I walked passed my threshold and walked into the kitchen to my wife’s surprise. She was there, cutting into a potato as a delicious aroma spread across the room which originated from the stove top.

“What are you doing here?” She said. At that moment, I saw her face do something I had so dearly missed. She smiled. Her smile was something like a half curl that rose to give way to the most beautiful half crescent I had ever seen.

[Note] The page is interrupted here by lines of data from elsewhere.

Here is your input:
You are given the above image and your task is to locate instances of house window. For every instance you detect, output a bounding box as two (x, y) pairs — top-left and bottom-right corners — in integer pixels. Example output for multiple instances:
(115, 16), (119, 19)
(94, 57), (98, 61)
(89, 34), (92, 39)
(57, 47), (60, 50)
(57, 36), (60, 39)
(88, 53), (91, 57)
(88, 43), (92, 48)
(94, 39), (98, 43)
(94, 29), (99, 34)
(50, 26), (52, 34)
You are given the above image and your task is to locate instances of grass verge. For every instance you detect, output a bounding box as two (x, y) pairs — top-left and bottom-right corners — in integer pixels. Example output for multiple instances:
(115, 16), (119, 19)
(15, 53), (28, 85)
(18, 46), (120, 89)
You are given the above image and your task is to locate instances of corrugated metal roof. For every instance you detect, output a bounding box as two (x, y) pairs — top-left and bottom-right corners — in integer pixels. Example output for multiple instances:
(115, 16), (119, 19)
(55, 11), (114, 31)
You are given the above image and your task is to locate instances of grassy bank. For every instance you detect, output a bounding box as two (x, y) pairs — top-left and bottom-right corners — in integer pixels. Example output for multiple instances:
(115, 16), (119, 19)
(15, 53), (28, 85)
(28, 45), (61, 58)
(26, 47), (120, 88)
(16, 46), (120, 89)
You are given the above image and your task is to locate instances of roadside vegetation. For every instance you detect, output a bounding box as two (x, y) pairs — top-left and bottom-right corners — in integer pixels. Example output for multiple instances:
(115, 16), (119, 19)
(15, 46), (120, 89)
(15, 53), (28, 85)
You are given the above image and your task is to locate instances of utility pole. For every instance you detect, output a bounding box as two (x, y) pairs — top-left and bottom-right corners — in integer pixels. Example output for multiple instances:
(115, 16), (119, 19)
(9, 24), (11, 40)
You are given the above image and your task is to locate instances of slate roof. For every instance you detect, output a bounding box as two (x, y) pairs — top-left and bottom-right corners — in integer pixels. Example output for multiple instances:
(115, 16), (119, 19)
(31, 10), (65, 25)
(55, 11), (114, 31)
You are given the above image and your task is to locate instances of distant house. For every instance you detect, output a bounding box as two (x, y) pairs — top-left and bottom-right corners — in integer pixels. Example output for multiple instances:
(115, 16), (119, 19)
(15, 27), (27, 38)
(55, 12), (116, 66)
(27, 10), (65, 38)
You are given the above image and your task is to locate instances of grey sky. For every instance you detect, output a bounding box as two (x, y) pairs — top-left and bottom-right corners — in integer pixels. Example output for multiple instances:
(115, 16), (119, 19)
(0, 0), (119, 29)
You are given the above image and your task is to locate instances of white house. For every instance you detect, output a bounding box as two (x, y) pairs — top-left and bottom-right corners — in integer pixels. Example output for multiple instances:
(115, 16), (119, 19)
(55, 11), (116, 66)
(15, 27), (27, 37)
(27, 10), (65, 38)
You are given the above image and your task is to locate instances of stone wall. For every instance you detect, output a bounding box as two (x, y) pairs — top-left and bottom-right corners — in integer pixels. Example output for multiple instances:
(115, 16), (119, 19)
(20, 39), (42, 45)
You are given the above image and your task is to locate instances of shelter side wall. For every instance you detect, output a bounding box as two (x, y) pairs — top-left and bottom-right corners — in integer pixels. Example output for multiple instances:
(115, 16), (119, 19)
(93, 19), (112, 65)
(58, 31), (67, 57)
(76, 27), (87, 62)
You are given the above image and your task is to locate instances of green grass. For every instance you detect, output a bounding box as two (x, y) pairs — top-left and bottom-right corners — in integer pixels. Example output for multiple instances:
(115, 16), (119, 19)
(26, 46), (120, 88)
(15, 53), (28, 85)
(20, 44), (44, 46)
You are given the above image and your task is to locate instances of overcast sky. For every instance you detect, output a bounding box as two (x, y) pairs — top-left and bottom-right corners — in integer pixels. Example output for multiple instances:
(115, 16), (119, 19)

I didn’t answer. I simply went to her, grabbed her within my arms, and kissed her as I used to.

“I’m sorry,” I said.

I gave her no time before I scooped her up into my arms and walked towards our bedroom.

About nine months later, and I found myself here, in the maternity ward of a hospital, nervous as all hell. As she sat there, dripping in sweat, probably as nervous as I was, things finally felt right. As the doctor encouraged her to push, I felt her every thrust through her fingers that clutched mine and, for an instant, I finally felt that we became as we once were, one.

Being handed your first child is an experience that can probably compare to no other. They give him to you, this tiny little human, and suddenly you realize how nothing else mattered, how your life was always gearing towards this moment. And as he cries, you feel a kind happiness as you caused that cry.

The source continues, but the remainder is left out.